El hacer grupo se sostenía sobre la simetría frágil de las tradiciones adolescentes: siete novias para siete hermanos, del barrio de arriba y el barrio de abajo, un par de mellizas a la greña y dos chicos igual de guapos. Uno más de basquet que de fútbol y otro todo lo contrario. Uno moreno que memorizaba citas de Azaña, uno rubio que flipaba con los ojos de Mussolini.

Con el vaivén de gustarse en el bar del pueblo, unos prefirieron cervezas y otros malibú con piña. Un puñado hizo bachillerato y otro puñado fue a módulos. Una amiga se casó y se quedó embarazada o viceversa, un amigo dejó a su novia para tener novio, el moreno se tiñó el pelo azul y empezó a reponer estanterías en el súper y el rubio se rapó y entró a turnos en la fábrica.

 

Li vaig preguntar si sabia què era el temps i em va dir, el temps sóc jo, i va dir, i tu.

Dejamos de negociar la medianoche y la noche se quedó sin verjas, más allá de la plaza mayor descubrimos el pueblo vecino y la comarca. Mis amigos recorrían las distancias en moto primero y en coche más tarde. Yo seguí yendo en bici por caminos que no eran caminos pero llevaban cada vez más lejos del pueblo de los fines de semana.

Pasado el tiempo volví a hacer la romería de mi misma hacia el bosque y el río traía agua incolora inodora e insípida, el camino se llamaba itinerario saludable, y al final del sendero había zarzas pero no quedaban árboles. La ausencia de los árboles me obligó a ver el bosque que nunca lo había sido, porque era terreno propiedad del dueño del supermercado que era concejal y dibujaba las hipotenusas del polígono industrial. Era superfície, criadero de árboles que eran troncos que eran madera de a tanto la tonelada.

Talados los árboles habían arrancado las raíces y las quemaron en una hoguera que ardió durante un día entero haciendo temblar el aire a pocos palmos del suelo. Al calor de esas brasas creció una hierba inquietantemente regular que aquel día me llegaba a los muslos. Y me acosté y cerré los ojos y escuché los puntitos de luz que me rozaban la cara entre la hierba con los rayos de un sol dibujado.

Me oía la respiración y las verticales de hierba fina y altísima, interminablemente recta hacia el cielo contenían el silencio de entrar al bosque. Se iba pegando al cuerpo la humedad del pasto y se pegaba al oído una escucha tupida y atenta en la que árboles, carbón, hadas y hierba eran simultáneamente ciertas. Una escucha abierta y profundamente política.

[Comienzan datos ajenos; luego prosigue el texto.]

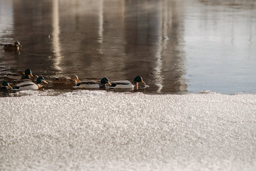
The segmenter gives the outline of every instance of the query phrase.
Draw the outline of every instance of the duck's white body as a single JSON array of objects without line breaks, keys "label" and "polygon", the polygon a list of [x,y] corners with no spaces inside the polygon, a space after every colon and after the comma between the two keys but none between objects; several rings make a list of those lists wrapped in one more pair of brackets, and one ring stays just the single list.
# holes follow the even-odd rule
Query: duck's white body
[{"label": "duck's white body", "polygon": [[[111,84],[114,83],[116,84],[114,88],[134,88],[134,85],[128,80],[121,80],[120,81],[114,81],[111,83]],[[111,87],[110,88],[111,88]]]},{"label": "duck's white body", "polygon": [[21,79],[22,76],[21,73],[19,72],[8,72],[7,75],[8,78],[13,80]]},{"label": "duck's white body", "polygon": [[83,81],[77,83],[74,87],[83,88],[98,88],[105,87],[105,86],[94,80]]},{"label": "duck's white body", "polygon": [[14,86],[13,87],[13,89],[14,90],[37,90],[42,86],[42,84],[37,84],[32,81],[26,81]]}]

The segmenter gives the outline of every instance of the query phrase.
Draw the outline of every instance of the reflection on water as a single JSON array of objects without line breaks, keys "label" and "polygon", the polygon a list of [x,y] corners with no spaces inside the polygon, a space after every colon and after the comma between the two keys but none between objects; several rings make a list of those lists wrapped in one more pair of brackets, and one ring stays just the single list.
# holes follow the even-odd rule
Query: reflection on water
[{"label": "reflection on water", "polygon": [[[225,81],[227,77],[246,82],[239,76],[245,72],[252,81],[245,91],[255,92],[254,2],[3,0],[0,43],[17,40],[23,48],[20,54],[0,49],[0,81],[7,72],[28,68],[47,80],[75,74],[81,80],[131,81],[140,75],[147,92],[212,88],[229,94],[243,88]],[[228,62],[242,68],[236,76]]]},{"label": "reflection on water", "polygon": [[58,0],[53,1],[53,48],[54,53],[55,62],[54,66],[58,70],[61,70],[59,66],[61,56],[60,46],[59,27],[59,3]]}]

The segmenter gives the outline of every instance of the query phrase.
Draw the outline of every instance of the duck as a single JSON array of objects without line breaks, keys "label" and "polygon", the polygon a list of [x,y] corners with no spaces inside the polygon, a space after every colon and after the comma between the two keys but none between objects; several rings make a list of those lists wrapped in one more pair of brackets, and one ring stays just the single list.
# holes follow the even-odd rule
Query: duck
[{"label": "duck", "polygon": [[3,82],[1,86],[0,86],[0,89],[8,89],[8,88],[12,88],[12,87],[9,84],[9,83],[7,81],[4,81]]},{"label": "duck", "polygon": [[79,82],[73,87],[85,88],[105,88],[106,84],[108,84],[109,85],[111,85],[108,79],[106,77],[104,77],[101,79],[100,83],[99,83],[95,80]]},{"label": "duck", "polygon": [[48,84],[43,77],[40,76],[37,80],[37,84],[32,81],[26,81],[13,86],[12,89],[16,90],[37,90],[43,87],[43,83]]},{"label": "duck", "polygon": [[38,78],[38,76],[36,75],[33,75],[33,76],[30,77],[29,79],[20,79],[19,80],[15,80],[12,81],[12,82],[16,83],[23,83],[26,81],[32,81],[33,82],[36,82]]},{"label": "duck", "polygon": [[31,70],[27,69],[25,72],[17,71],[16,72],[8,72],[7,74],[7,77],[13,80],[20,79],[29,79],[31,76],[33,76]]},{"label": "duck", "polygon": [[14,42],[14,44],[5,44],[4,45],[3,48],[4,49],[17,48],[18,49],[20,47],[21,47],[22,46],[19,42],[16,41]]},{"label": "duck", "polygon": [[131,88],[138,87],[139,83],[141,82],[144,84],[146,83],[143,81],[142,78],[139,76],[137,76],[133,79],[134,86],[131,82],[130,81],[128,80],[120,80],[119,81],[113,81],[111,82],[111,86],[109,87],[110,88]]},{"label": "duck", "polygon": [[49,82],[56,84],[75,84],[77,82],[80,82],[78,77],[76,75],[73,75],[71,77],[62,76],[58,78],[54,78]]}]

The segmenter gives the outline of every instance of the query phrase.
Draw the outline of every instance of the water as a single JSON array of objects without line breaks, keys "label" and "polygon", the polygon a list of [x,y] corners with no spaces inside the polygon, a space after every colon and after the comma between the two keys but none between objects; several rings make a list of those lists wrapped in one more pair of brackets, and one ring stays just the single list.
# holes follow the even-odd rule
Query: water
[{"label": "water", "polygon": [[140,75],[149,87],[138,91],[150,94],[255,93],[256,9],[253,0],[2,0],[0,43],[23,48],[0,48],[0,81],[29,68],[47,81]]}]

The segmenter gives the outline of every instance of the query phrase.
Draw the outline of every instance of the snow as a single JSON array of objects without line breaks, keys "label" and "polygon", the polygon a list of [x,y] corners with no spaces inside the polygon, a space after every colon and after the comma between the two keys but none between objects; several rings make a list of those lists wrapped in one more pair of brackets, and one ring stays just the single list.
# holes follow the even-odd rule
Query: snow
[{"label": "snow", "polygon": [[256,170],[255,94],[19,93],[0,98],[1,170]]}]

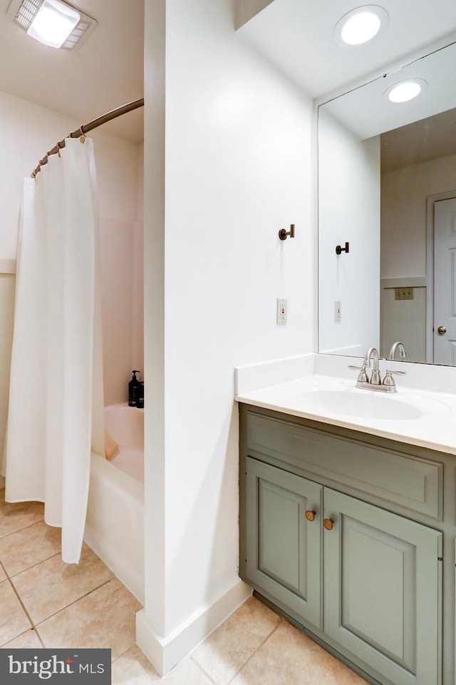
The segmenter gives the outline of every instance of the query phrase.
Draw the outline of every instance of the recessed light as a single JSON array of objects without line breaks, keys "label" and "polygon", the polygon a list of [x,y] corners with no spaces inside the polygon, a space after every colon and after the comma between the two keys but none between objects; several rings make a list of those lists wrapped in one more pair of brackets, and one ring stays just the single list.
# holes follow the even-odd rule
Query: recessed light
[{"label": "recessed light", "polygon": [[391,102],[408,102],[418,97],[427,87],[428,83],[423,78],[408,78],[391,86],[385,95]]},{"label": "recessed light", "polygon": [[6,16],[40,43],[67,50],[97,25],[92,17],[62,0],[12,0]]},{"label": "recessed light", "polygon": [[81,14],[60,0],[44,0],[27,31],[40,43],[60,48],[79,23]]},{"label": "recessed light", "polygon": [[336,42],[344,48],[363,45],[385,31],[389,16],[378,5],[363,5],[344,14],[334,29]]}]

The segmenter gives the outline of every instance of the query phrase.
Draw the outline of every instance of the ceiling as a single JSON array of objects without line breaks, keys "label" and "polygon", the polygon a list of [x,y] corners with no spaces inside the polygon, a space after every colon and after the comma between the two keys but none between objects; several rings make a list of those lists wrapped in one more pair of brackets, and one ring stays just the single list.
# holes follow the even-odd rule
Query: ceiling
[{"label": "ceiling", "polygon": [[[0,90],[83,124],[143,96],[144,0],[70,4],[98,22],[72,51],[31,39],[6,17],[10,0],[0,0]],[[103,128],[140,142],[142,108]],[[62,131],[62,137],[67,133]]]},{"label": "ceiling", "polygon": [[[189,0],[190,1],[190,0]],[[242,0],[246,1],[246,0]],[[72,0],[96,29],[73,51],[31,39],[6,17],[0,0],[0,90],[76,118],[81,123],[143,96],[145,0]],[[339,47],[333,31],[359,0],[274,0],[242,26],[239,36],[312,98],[408,61],[423,46],[456,40],[455,0],[378,0],[388,30],[358,49]],[[142,140],[142,109],[105,125],[133,142]]]},{"label": "ceiling", "polygon": [[455,0],[375,4],[388,12],[388,29],[356,48],[339,46],[333,31],[341,17],[363,4],[360,0],[274,0],[239,33],[308,95],[322,101],[407,64],[417,52],[426,54],[423,46],[456,40]]}]

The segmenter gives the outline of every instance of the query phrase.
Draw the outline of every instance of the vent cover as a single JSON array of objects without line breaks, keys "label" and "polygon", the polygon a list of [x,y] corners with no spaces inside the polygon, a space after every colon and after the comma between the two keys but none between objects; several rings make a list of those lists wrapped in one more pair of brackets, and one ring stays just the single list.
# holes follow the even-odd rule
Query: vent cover
[{"label": "vent cover", "polygon": [[[44,0],[13,0],[8,8],[6,16],[24,31],[27,31],[43,1]],[[66,3],[66,4],[68,4]],[[70,5],[70,6],[72,6]],[[77,9],[76,7],[74,9]],[[88,14],[84,14],[80,9],[78,9],[78,11],[81,15],[81,19],[63,44],[61,46],[65,50],[73,50],[83,36],[96,27],[97,22],[95,19]]]}]

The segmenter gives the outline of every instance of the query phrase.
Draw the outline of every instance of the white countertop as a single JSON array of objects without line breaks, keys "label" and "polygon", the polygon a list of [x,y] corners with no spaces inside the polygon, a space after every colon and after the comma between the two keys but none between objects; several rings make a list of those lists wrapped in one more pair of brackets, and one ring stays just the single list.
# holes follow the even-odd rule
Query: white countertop
[{"label": "white countertop", "polygon": [[356,388],[356,376],[311,373],[243,391],[235,400],[456,455],[456,395],[401,387],[401,377],[395,393]]}]

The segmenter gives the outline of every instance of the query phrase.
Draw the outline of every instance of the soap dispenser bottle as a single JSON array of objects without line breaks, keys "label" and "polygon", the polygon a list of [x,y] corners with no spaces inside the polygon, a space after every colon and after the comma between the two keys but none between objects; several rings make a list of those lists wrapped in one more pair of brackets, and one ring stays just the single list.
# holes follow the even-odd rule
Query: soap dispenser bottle
[{"label": "soap dispenser bottle", "polygon": [[138,399],[139,396],[140,390],[140,382],[136,377],[137,373],[140,373],[140,371],[133,371],[133,377],[130,382],[128,383],[128,406],[129,407],[136,407],[138,405]]},{"label": "soap dispenser bottle", "polygon": [[138,391],[138,402],[136,406],[138,409],[144,409],[144,381],[140,380],[140,387]]}]

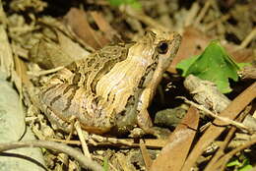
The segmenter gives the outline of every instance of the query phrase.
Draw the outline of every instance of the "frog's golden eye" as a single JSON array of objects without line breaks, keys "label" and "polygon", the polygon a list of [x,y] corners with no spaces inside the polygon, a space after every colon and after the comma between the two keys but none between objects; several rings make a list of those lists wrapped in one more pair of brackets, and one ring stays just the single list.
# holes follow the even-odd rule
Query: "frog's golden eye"
[{"label": "frog's golden eye", "polygon": [[168,51],[168,43],[167,42],[160,42],[158,45],[158,51],[160,54],[165,54]]}]

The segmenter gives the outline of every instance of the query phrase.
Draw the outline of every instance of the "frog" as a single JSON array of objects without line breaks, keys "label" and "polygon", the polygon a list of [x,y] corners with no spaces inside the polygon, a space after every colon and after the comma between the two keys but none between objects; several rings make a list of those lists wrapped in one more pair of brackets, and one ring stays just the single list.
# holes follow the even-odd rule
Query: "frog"
[{"label": "frog", "polygon": [[94,134],[134,128],[156,135],[148,107],[181,42],[177,32],[148,29],[136,42],[107,45],[74,61],[40,87],[39,101],[54,128],[76,119]]}]

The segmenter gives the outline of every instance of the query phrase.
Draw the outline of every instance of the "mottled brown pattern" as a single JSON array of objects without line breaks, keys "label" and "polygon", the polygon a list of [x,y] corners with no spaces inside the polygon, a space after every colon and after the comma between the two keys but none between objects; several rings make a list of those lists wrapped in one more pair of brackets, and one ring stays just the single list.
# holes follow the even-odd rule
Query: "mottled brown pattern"
[{"label": "mottled brown pattern", "polygon": [[106,46],[55,74],[40,100],[59,118],[69,122],[75,116],[94,133],[129,130],[137,122],[147,132],[147,108],[180,39],[155,29],[136,43]]}]

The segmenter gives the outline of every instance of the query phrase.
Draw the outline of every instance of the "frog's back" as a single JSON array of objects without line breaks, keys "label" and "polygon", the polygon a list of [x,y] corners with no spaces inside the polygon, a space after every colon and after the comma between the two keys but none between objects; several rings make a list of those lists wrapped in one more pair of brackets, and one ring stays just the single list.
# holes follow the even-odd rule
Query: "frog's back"
[{"label": "frog's back", "polygon": [[66,122],[75,116],[82,127],[92,132],[108,131],[114,123],[108,115],[113,113],[104,111],[109,104],[96,93],[96,86],[116,63],[125,60],[127,51],[122,45],[106,46],[56,73],[39,94],[46,112],[51,111]]}]

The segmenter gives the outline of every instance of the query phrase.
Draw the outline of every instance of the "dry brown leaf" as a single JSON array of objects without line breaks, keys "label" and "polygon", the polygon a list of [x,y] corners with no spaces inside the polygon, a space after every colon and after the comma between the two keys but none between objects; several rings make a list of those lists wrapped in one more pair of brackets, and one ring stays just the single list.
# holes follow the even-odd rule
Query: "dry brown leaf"
[{"label": "dry brown leaf", "polygon": [[153,162],[151,171],[178,171],[181,169],[194,140],[198,123],[199,112],[196,108],[190,107],[182,122],[170,135],[169,142]]},{"label": "dry brown leaf", "polygon": [[91,28],[84,11],[71,8],[64,19],[76,35],[89,46],[99,49],[108,42],[103,36],[96,34],[96,31]]},{"label": "dry brown leaf", "polygon": [[120,35],[117,33],[117,31],[112,28],[112,27],[105,21],[101,13],[94,11],[90,12],[92,17],[96,23],[96,26],[98,28],[104,32],[105,37],[108,39],[108,41],[116,40],[116,41],[122,41]]},{"label": "dry brown leaf", "polygon": [[[221,117],[234,119],[243,109],[256,97],[256,83],[247,87],[239,94],[221,114]],[[221,126],[221,127],[220,127]],[[201,137],[195,147],[189,154],[182,171],[189,170],[197,161],[206,147],[215,141],[225,129],[225,123],[221,120],[215,120],[205,134]]]}]

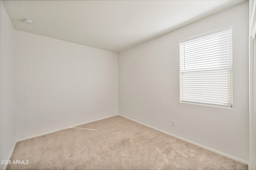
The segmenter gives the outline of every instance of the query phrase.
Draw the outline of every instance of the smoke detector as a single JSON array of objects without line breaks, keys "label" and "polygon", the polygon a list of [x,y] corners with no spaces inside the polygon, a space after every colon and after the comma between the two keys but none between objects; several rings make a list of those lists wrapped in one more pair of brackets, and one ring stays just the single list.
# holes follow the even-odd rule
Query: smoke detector
[{"label": "smoke detector", "polygon": [[28,24],[33,24],[33,21],[28,20],[28,19],[24,19],[24,22],[27,23]]}]

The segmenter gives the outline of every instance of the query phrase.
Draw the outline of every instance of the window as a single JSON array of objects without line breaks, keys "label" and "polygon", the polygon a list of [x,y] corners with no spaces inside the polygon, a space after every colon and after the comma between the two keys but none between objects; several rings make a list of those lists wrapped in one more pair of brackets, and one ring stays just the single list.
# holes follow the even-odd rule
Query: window
[{"label": "window", "polygon": [[232,107],[231,27],[180,42],[182,102]]}]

La política de este compromiso sonoro es la política de lo invisible. Responde a la demanda de la oscuridad, cuando hemos perdido nuestro anclaje en cosas y reglas, y nos vemos obligados a suspender nuestros hábitos y valores, escuchar para percibir la compleja pluralidad de lo real como posibilidades simultáneas que incluyen también imposibilidades: lo que no tiene parte en una realidad singular, y nos hace reconsiderar también la parte que desempeñamos nosotros mismos[2].


[1] La mort i la primavera de Mercè Rodoreda, para decir el bosque como un cuchillo afilado.

[2] Salomé Voegelin, The political possibility of sound.